In spirit he was still full of life. His long term memory was giving him strength.
During my first visit to see him on the hill I was with Colin Newton.
"Remember the soup?" he was saying to me.
"Remember the soup?"
He was of course referring to a visit the three of us made together to the Port drive-in theatre.
I forgot the movie but surely it was a must see. Why? It was the middle of winter.
Looseman was sitting in the back. Wahoo and I were in the front.
To keep warm we were passing between us a brown paper bag from which we were taking some long pulls.
It eventually got the best of Looseman, some years Wahoo's junior and even more so mine.
"It is soup," was the information offered by Wahoo.
"Would you like some?"
To which Looseman readily agreed.
As he immediately discovered it was actually Rosetto's brown muscat!
During his lifetime he offered countless hours of service to others.
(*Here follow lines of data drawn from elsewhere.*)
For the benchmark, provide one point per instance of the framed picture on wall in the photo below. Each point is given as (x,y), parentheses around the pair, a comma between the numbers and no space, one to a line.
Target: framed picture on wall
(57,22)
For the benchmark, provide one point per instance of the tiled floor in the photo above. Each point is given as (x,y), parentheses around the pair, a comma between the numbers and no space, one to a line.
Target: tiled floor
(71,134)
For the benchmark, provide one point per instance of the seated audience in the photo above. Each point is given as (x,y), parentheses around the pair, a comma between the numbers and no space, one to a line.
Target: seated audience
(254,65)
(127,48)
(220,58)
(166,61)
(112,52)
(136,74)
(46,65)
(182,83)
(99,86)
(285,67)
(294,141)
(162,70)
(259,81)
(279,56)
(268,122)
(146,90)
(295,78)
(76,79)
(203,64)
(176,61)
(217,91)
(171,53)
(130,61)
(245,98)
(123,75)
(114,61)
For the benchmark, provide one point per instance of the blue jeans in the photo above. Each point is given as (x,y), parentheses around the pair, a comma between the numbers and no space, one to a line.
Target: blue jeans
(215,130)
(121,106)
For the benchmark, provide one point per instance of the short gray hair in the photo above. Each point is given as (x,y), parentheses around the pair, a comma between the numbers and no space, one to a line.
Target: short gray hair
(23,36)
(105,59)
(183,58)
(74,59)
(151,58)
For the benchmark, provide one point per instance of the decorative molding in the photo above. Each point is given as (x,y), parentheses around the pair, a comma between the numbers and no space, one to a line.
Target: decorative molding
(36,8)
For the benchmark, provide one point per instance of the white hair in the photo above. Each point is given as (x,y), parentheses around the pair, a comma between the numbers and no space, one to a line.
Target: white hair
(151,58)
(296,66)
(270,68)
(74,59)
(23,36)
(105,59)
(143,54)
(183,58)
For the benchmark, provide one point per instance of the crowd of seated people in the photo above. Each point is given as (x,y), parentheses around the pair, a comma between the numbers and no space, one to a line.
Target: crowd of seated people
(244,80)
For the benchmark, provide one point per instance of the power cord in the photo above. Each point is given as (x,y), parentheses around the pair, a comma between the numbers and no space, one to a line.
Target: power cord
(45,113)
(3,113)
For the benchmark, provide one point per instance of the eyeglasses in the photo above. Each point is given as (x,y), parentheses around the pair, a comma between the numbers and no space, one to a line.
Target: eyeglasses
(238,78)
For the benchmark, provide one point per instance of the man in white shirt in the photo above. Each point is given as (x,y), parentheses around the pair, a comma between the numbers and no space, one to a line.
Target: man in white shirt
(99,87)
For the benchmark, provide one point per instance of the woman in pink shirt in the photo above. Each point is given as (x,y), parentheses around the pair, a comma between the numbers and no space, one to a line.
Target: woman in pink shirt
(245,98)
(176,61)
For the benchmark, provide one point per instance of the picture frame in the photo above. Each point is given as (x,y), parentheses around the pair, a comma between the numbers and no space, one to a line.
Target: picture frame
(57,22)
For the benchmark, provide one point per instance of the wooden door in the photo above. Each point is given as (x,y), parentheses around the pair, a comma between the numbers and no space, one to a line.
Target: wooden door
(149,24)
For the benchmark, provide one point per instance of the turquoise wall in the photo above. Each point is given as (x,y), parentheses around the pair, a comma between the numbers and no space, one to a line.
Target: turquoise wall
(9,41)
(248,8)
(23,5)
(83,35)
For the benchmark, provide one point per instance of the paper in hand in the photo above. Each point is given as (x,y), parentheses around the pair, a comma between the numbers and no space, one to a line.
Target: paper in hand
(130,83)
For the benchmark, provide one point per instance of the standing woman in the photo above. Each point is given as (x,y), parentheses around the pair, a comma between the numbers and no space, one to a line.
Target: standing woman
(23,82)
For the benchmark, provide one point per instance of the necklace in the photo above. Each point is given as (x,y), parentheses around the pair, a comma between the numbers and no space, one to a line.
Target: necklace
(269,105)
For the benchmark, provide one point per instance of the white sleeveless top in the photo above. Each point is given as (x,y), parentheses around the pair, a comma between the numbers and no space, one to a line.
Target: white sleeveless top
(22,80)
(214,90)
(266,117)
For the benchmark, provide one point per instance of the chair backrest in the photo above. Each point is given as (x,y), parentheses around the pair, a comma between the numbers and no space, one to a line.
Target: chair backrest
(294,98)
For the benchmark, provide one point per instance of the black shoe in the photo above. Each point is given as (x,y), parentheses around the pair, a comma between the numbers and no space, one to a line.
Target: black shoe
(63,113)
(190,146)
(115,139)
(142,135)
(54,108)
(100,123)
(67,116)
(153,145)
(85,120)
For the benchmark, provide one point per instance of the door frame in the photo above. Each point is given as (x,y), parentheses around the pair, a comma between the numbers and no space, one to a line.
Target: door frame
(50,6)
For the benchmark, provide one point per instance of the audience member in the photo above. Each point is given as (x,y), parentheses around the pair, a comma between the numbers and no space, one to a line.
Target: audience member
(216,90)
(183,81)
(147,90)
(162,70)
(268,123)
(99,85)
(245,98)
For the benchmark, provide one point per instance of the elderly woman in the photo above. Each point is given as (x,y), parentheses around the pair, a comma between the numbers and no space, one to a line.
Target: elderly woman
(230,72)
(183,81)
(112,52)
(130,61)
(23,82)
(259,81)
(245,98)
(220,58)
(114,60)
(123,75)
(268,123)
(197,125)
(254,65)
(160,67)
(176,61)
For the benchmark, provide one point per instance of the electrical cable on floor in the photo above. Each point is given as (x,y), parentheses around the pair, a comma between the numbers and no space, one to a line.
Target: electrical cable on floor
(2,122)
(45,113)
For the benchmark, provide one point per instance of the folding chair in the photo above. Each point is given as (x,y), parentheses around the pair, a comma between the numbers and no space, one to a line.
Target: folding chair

He held multiple life memberships and community awards, each one a testimonial in itself.
That is why the Anglican Church in Wauchope was filled to overflowing for his memorial service.
Besides death, one thing beat Eric Waldron. He could not play cricket. Believe me, I know. I tried, to no avail, to teach him.
He won't mind me saying this. And so, I use cricket parlay when I say about his life with us.
He batted well!
And is the scales of justice in the Hereafter are weighing correctly, he will be curling his moe; if he is growing one.